Dopo 11 giorni il Siberian Husky no ce l'ha fatta ed è morto per le ustioni riportate. Ora gli inquirenti stanno guardando i filmati delle telecamere di videosorveglianza di zona

Immagine di copertina
Jako dopo l'aggressione. Credits: Nena Saylas/Facebook

È morto dopo undici giorni, in una clinica veterinaria di Bari, il cane Jako, il Siberian husky di 7 anni che nella notte tra l’1 e il 2 novembre è stato legato e bruciato vivo in una casa a San Pietro Vernotico.

L’episodio era avvenuto in un appartamento del centro della cittadina pugliese, in provincia di Brindisi, dove Jako viveva con l’anziana padrona, costretta al letto.

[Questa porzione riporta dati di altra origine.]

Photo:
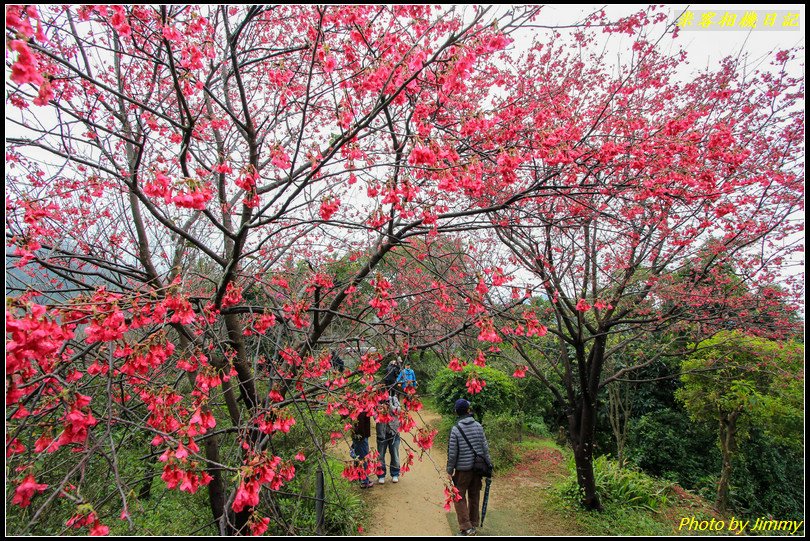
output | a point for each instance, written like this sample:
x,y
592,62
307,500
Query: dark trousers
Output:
x,y
467,508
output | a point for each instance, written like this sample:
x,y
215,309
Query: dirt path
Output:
x,y
414,506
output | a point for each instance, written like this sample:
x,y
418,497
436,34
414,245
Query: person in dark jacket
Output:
x,y
460,459
391,375
388,437
360,434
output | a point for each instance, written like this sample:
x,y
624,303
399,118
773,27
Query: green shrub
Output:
x,y
500,433
626,488
498,396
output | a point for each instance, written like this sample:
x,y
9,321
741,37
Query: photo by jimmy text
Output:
x,y
740,526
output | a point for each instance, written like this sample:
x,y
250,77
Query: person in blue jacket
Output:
x,y
407,378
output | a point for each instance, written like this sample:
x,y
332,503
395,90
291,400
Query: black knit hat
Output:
x,y
462,406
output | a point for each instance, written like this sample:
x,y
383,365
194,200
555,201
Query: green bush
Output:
x,y
626,488
667,444
498,396
500,433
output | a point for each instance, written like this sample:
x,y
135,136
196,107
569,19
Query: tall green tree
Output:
x,y
739,382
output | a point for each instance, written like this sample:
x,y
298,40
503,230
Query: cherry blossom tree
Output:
x,y
669,208
182,185
203,203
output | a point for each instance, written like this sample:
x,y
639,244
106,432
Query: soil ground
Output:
x,y
414,506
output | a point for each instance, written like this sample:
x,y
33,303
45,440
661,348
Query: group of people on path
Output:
x,y
398,380
467,446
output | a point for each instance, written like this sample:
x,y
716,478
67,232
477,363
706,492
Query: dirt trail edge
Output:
x,y
415,505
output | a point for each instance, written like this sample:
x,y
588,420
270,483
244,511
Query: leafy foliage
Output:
x,y
499,395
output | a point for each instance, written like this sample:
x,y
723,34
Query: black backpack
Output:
x,y
480,464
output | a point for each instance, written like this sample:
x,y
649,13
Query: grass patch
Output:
x,y
634,503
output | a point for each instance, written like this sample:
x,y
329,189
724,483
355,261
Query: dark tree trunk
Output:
x,y
728,445
581,426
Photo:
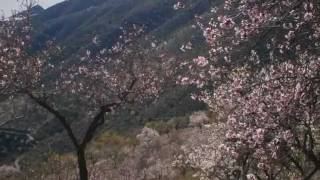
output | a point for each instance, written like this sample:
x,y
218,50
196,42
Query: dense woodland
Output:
x,y
161,89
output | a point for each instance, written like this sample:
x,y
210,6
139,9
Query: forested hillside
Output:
x,y
161,89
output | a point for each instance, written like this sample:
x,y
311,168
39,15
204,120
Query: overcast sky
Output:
x,y
8,5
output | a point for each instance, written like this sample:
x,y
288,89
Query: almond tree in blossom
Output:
x,y
98,82
264,65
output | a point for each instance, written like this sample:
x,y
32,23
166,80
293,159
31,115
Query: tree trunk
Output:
x,y
82,165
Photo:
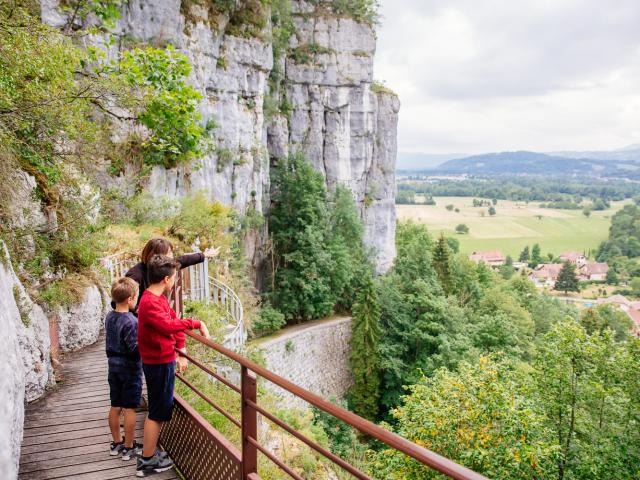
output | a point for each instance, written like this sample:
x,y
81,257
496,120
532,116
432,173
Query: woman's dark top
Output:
x,y
139,272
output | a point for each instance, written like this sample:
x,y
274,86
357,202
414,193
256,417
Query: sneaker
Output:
x,y
155,464
144,404
116,448
134,451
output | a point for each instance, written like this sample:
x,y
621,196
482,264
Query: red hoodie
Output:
x,y
160,331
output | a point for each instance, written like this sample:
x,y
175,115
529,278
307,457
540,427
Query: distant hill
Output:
x,y
419,161
532,163
628,153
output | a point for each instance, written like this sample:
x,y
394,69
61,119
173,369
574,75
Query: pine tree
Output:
x,y
364,395
442,263
567,280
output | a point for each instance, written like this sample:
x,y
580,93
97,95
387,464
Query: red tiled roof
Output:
x,y
594,268
571,256
635,316
547,270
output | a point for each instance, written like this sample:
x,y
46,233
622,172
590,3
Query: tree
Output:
x,y
582,385
567,280
364,395
536,256
480,416
598,319
454,244
462,228
442,263
311,260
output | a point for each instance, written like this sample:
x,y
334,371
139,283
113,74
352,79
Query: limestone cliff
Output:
x,y
332,110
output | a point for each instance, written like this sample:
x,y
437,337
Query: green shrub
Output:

Nella notte qualcuno è entrato nell’appartamento, ha legato il cane e messo in un armadietto contro la pota di ingresso così che non potesse scappare. L’intruso poi ha dato fuoco all’animale, avvolgendo uno straccio impregnato di benzina attorno a un bastone.

Poco prima delle 3 di notte si è sentito un forte boato e odore di bruciato, così i vicini hanno chiamato i vigili del fuoco e i carabinieri.

Jako era avvolto dalle fiamme, che sono state subito spente, ed  è stato poi chiamato il veterinario per le prime cure. All’inizio l’animale era stato dato fuori pericolo di vita, seppure con gravi ustioni al volto e all’addome.

Il mese prima fuori dalla porta era stato lasciato un biglietto in cui c’era scritto che il cane abbaiava e disturbava troppo, e prima o poi l’avrebbero avvelenato.

Jako viveva con la donna anziana, ma il proprietario era il figlio che vive in Olanda. Al momento dell’aggressione, il cane stava dormendo al piano di sopra, mentre la donna si trovava al primo piano dell’abitazione.

A dare la notizia della morte dell’animale ai padroni è stato il veterinario che a titolo gratuito si era preso cura di lui.

Gli agenti che stanno indagando sul caso devono ancora identificare l’autore del gesto, ma stanno acquisendo i filmati delle telecamere di videosorveglianza di zona.